Pagina:Goldoni - Opere complete, Venezia 1910, IX.djvu/325


LE DONNE CURIOSE 311


della gelosia, e in poco tempo el casin del divertimento el deventa el seminario della discordia. Tolè suso, v’ho dito anca el perchè; siben che no savè più che tanto, intendème per descrizion.

Brighella. Qualcossa ho inteso.

Pantalone. Me basta che intendè ste do parole: qua drento no voggio donne. (parte)

Brighella. Co nol vol che ghe ne vegna, no ghe ne vegnirà. Me preme conservarme un padron che me dà un bon salario, e me preme che vada avanti sta compagnia, perchè ghe la cavo, m’inzegno, e qualche volta la mia zornada no la darave per un zecchin. (parte)

SCENA IV.

Camera di Beatrice in casa di Ottavio.

Beatrice e Rosaura.

Beatrice. Ecco qui al solito. È un’ora che è sonato mezzogiorno, e il mio signor consorte non torna a casa.

Rosaura. Avrà qualche interesse da fare.

Beatrice. Sarà a quel maledetto ridotto.

Rosaura. Può essere che vi sia col signor Florindo. Sogliono andarvi insieme.
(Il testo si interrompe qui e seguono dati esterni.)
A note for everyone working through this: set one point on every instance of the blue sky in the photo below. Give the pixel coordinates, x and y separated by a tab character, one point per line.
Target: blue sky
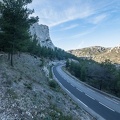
77	24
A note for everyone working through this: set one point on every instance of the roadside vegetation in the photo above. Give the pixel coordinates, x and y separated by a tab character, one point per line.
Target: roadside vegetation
103	76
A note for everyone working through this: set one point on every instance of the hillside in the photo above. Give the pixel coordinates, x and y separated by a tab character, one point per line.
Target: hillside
98	53
25	93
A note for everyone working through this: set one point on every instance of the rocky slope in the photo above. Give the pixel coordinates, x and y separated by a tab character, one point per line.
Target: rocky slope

Beatrice. Ma che diavolo fanno mattina e sera là dentro?

Rosaura. Bisogna che vi abbiano un gran piacere, perchè non lo lasciano mai.

Beatrice. Giocheranno a rotta di collo.

Rosaura. Io ho paura, signora madre...

Beatrice. Di che?

Rosaura. Che vi sia qualche donna.

Beatrice. Se donne là dentro non ne vogliono.

Rosaura. Dicono che non ne vogliono, ma noi non vi vediamo.

Beatrice. Via, via, questo è un vostro pensier geloso che non ha fondamento. Per me dico che giocheranno.